In diesem Jahr werden die deutschen Pokalmeisterschaften anders ablaufen als bisher. Anfang Juni wurde bekannt, dass die Achtel- und Viertelfinalspiele erstmals an einem Wochenende und an einem Ort, beim sogenannten „Pokal Grand Opening“, ausgetragen werden sollen. Vor diesem Event am 29. und 30. August 2026 sollten die Zweit- und Drittligisten wie gewohnt in einer Vorrunde ermitteln, welche vier Teams in Nürnberg zu den TTBL-Mannschaften stoßen werden. Nach der Veröffentlichung eines offenen Briefs, in dem 26 Vereine der zweiten und dritten Ligen ihren Unmut über diese Entscheidung geäußert hatten, und dem darauf folgenden Austausch zwischen ihnen, der TTBL und dem DTTB entschieden sich elf der 16 qualifizierten Teams für einen Boykott: Die Pokal-Vorrunde in vier Gruppen wird damit diesmal nicht wie gewohnt stattfinden.
Nur fünf Teams am Start
Wie Gianluca Walther, DTTB-Ressortleiter Bundesligen Erwachsene, erklärte, seien die bisherigen Gespräche zwischen den verschiedenen Parteien erfreulich verlaufen und man habe allseits ein ernsthaftes Interesse erkennen können, eine gemeinsame Lösung zu finden. Die weitere Ausarbeitung sei allerdings auf Ende des Jahres verschoben worden, um die erste Grand-Opening-Ausgabe abzuwarten und diese zu evaluieren. „Unter diesen Bedingungen möchten elf der 16 Mannschaften in diesem Jahr nicht an der Pokal-Vorrunde teilnehmen“, erklärte Walther. „Zu dem Vertrauensvorschuss, den es dafür gebraucht hätte, waren viele Teams nicht bereit.“ In ihrem offenen Brief hatten 26 Zweit- und Drittliga-Vereine Anfang Juni kritisiert, dass die Änderungen am Austragungssystem nicht in Absprache mit ihnen beschlossen worden seien. Die Pokal-Heimspiele im Achtel- und Viertelfinale seien für sie bisher das sportliche und emotionale Highlight im Jahreskalender gewesen. Mit ihrem Wegfall gingen fehlende Einnahmen und Möglichkeiten einher, Spitzensport in der Region zu präsentieren.

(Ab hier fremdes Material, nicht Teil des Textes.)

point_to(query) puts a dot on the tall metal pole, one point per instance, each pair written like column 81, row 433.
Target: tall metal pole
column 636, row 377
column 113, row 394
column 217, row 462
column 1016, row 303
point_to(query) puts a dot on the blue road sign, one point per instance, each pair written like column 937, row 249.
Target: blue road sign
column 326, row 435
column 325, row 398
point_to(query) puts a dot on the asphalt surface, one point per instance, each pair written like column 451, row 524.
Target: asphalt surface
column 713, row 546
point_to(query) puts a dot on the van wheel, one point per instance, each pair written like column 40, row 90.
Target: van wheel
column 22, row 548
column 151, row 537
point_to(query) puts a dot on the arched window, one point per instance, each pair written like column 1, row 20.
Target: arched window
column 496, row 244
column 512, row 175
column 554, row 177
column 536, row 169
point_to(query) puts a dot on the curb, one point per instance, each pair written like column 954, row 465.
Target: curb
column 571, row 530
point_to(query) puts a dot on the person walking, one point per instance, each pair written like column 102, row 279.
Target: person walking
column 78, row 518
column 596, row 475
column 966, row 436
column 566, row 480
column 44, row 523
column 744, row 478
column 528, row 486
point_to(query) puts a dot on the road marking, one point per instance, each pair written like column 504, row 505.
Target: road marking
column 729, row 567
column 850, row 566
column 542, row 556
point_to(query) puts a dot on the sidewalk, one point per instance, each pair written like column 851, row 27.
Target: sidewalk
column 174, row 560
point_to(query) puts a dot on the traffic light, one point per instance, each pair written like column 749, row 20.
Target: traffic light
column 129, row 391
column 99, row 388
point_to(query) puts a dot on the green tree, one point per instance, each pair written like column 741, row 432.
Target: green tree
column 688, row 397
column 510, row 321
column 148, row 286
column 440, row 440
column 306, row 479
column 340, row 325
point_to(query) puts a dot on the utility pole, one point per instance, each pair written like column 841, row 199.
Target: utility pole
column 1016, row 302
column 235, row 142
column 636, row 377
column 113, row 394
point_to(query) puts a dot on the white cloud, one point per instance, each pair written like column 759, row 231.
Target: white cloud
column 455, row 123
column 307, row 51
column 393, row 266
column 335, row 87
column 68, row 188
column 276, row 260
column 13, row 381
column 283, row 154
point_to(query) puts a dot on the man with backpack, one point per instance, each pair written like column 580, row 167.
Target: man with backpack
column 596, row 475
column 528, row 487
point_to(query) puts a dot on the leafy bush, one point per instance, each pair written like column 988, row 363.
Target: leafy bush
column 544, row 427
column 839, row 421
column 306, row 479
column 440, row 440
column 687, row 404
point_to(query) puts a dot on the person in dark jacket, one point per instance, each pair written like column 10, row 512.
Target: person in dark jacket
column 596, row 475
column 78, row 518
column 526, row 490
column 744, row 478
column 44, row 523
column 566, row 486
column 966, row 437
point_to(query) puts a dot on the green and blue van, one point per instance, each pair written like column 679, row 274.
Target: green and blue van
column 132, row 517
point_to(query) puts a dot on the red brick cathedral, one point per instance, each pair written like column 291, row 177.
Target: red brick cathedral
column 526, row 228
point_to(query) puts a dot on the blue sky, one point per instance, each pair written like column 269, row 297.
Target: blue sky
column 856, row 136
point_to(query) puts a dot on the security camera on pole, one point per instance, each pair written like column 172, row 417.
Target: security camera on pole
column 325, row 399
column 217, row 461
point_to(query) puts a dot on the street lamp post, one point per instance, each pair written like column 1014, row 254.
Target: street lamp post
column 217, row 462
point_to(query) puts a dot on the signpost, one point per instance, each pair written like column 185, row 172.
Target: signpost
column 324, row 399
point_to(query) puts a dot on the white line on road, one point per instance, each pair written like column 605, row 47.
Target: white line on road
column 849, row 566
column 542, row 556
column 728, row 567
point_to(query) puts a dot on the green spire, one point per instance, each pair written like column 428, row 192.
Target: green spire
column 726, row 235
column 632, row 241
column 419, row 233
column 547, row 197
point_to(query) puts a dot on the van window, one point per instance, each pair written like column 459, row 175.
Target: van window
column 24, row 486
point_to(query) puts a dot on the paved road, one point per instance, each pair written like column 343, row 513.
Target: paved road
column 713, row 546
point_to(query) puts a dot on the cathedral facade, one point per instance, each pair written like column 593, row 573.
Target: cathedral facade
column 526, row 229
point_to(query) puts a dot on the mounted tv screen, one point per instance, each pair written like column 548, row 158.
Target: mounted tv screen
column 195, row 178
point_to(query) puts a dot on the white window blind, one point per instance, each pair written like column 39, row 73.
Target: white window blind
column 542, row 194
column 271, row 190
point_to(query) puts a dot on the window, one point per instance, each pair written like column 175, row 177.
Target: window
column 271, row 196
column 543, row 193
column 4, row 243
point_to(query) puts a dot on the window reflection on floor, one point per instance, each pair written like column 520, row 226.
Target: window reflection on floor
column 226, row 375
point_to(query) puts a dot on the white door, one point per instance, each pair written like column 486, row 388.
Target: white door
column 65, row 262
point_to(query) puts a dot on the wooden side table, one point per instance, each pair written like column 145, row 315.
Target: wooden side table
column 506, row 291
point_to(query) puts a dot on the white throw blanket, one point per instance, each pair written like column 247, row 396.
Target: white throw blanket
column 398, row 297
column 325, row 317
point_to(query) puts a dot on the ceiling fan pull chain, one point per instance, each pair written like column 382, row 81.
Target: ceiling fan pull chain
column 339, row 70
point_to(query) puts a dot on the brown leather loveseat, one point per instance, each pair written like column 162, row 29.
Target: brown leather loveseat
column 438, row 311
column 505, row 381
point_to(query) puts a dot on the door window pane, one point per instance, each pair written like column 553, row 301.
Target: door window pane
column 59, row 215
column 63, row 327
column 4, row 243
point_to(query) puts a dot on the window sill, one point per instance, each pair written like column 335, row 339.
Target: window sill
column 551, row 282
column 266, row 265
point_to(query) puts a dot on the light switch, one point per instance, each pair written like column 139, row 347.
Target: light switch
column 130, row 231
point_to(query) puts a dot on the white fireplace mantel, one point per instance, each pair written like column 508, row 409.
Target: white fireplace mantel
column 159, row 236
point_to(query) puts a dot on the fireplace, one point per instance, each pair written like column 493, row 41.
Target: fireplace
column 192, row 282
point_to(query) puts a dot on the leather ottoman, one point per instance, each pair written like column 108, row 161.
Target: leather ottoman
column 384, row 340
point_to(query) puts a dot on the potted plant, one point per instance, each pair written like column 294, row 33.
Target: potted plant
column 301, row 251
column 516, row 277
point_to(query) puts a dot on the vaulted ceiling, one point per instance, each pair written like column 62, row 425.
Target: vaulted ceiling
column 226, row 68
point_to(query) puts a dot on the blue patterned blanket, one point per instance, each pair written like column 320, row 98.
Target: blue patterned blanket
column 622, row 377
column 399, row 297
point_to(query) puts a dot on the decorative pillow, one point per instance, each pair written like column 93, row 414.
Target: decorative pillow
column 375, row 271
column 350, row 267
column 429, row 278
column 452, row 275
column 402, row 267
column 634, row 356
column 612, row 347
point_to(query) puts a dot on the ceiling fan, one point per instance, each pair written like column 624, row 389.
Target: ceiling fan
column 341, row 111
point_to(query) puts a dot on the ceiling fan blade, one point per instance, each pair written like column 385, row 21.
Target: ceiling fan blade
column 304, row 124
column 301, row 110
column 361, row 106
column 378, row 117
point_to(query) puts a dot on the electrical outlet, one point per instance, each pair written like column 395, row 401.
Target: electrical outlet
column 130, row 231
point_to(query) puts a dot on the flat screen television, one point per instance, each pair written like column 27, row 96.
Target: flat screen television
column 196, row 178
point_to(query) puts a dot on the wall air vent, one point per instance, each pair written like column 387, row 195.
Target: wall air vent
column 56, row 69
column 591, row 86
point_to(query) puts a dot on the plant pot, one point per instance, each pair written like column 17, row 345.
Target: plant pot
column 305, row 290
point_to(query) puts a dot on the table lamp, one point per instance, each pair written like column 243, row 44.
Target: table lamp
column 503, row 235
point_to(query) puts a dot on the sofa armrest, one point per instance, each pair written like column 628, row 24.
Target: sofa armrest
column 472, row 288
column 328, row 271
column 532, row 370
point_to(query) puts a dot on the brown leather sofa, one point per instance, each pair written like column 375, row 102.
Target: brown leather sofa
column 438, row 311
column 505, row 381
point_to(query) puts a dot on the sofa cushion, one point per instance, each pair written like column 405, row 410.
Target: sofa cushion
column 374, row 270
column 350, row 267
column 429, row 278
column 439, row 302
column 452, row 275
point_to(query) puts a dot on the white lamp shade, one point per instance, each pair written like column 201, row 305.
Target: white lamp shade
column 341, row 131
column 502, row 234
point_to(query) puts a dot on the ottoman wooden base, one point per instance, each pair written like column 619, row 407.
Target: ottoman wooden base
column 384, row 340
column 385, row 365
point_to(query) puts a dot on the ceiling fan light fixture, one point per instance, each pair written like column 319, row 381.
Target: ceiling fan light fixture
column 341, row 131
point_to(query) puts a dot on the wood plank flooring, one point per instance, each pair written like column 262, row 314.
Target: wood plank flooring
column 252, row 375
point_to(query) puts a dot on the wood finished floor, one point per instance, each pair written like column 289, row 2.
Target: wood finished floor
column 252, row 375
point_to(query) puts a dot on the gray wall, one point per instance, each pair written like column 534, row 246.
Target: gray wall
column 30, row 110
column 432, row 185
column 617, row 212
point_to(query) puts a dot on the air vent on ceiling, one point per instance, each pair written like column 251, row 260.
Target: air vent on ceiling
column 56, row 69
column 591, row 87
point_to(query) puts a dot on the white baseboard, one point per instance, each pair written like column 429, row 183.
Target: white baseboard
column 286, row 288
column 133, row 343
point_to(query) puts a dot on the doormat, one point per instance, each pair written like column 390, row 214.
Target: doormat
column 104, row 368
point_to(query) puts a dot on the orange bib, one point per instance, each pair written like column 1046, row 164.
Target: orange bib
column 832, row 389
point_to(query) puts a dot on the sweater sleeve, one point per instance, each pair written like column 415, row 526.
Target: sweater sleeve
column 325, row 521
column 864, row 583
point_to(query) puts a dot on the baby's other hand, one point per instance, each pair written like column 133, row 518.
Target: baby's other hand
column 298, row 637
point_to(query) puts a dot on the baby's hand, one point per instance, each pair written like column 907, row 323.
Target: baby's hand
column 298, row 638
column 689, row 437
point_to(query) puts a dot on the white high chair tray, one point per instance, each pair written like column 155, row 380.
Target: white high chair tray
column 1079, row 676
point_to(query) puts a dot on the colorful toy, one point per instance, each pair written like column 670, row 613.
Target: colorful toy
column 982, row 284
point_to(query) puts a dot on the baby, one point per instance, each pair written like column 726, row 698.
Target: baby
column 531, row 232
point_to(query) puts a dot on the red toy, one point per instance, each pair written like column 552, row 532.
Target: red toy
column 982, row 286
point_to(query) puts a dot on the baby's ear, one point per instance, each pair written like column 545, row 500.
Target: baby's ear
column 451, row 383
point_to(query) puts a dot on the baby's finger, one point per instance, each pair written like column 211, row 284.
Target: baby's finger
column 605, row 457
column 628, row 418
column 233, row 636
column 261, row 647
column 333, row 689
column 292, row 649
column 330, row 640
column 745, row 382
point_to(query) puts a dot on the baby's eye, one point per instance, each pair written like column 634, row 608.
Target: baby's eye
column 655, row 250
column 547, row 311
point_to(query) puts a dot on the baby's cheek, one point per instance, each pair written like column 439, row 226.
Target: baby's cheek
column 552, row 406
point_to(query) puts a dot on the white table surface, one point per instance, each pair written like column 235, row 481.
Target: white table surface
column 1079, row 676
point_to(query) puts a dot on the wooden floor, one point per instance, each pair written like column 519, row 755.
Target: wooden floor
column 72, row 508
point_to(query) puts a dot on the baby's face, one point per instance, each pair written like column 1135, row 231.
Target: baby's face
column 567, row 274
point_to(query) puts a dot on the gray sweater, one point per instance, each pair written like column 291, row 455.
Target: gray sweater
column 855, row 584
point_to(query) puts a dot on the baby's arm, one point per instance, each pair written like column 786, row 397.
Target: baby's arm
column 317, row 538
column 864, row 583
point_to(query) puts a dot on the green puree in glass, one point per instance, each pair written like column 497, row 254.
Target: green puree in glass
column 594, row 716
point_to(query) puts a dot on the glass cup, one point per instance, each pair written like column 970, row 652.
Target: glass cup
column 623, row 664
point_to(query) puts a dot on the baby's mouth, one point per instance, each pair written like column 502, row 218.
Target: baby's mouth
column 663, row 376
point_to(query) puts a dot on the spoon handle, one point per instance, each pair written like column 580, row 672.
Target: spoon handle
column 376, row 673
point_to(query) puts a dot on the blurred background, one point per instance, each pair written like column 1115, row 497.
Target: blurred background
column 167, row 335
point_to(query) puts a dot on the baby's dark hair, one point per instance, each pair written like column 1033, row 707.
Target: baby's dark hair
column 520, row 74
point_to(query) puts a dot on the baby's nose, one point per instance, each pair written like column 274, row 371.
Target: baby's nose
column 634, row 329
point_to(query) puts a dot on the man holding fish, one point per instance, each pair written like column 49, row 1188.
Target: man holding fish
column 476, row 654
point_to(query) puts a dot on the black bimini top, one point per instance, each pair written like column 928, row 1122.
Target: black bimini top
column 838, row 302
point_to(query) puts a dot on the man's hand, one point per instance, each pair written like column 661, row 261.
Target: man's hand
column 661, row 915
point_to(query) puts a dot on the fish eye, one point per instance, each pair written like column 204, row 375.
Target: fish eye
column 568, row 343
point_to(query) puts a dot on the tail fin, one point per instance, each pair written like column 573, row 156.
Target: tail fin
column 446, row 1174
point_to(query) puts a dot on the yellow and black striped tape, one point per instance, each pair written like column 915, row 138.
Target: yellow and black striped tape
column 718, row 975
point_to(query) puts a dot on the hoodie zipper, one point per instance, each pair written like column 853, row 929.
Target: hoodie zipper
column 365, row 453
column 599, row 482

Damit meldeten nur fünf Mannschaften der zweiten und dritten Ligen ihre Teilnahme am diesjährigen Pokalwettbewerb an: die erste und zweite Mannschaft der SV Union Velbert, der TTC immoXone Bietigheim-Bissingen sowie die zweiten Teams der TTBL-Clubs ASC Grünwettersbach und 1. FC Saarbrücken-TT. Die teilnahmewilligen Mannschaften verteilen sich so auf die vier bereits ausgelosten Vorrunden-Gruppen, dass die Velberter und Bietigheim-Bissingen ihren Startplatz im Pokal Grand Opening bereits sicher haben. Einzig Grünwettersbach und Saarbrücken müssen ihr Ticket am 23. August noch ausspielen. „Wir haben uns gegen einen Boykott entschieden, denn mehr kann man nicht eskalieren. Dabei ist es wichtig, wieder in den Dialog zu kommen“, erklärt Manager Michael Hinz, warum die SV Union Velbert mitspielen möchte. „Wir finden das neue Format gar nicht schlecht und standen 2012/13 schon einmal in der Endrunde, was eine schöne Erfahrung für uns war. Von daher ist das eher etwas, worauf wir uns freuen.“
Allen Interessen gerecht werden
DTTB und TTBL betonen in einer Meldung auf ihren jeweiligen Webseiten, den Pokalwettbewerb im Dialog mit allen Beteiligten weiterentwickeln und dabei sowohl den Anforderungen des internationalen Spielkalenders als auch den Interessen der Vereine Rechnung tragen zu wollen. „Mit der Weiterentwicklung des Pokalwettbewerbs verfolgen wir das Ziel, unsere internationalen Spitzenspieler in einem immer dichter werdenden Terminkalender zu entlasten“, erläutert DTTB-Sportvorstand Richard Prause. „Gleichzeitig verstehen wir die Sorgen der Vereine aus der zweiten und dritten Bundesliga. Unser Wunsch ist es deshalb, gemeinsam mit allen Beteiligten einen Modus zu entwickeln, der den Interessen des gesamten deutschen Tischtennissports gerecht wird. Wir werden nur im Dialog eine nachhaltige Lösung finden.“ An dieser soll dann nach dem Pokal Grand Opening gemeinsam gearbeitet werden.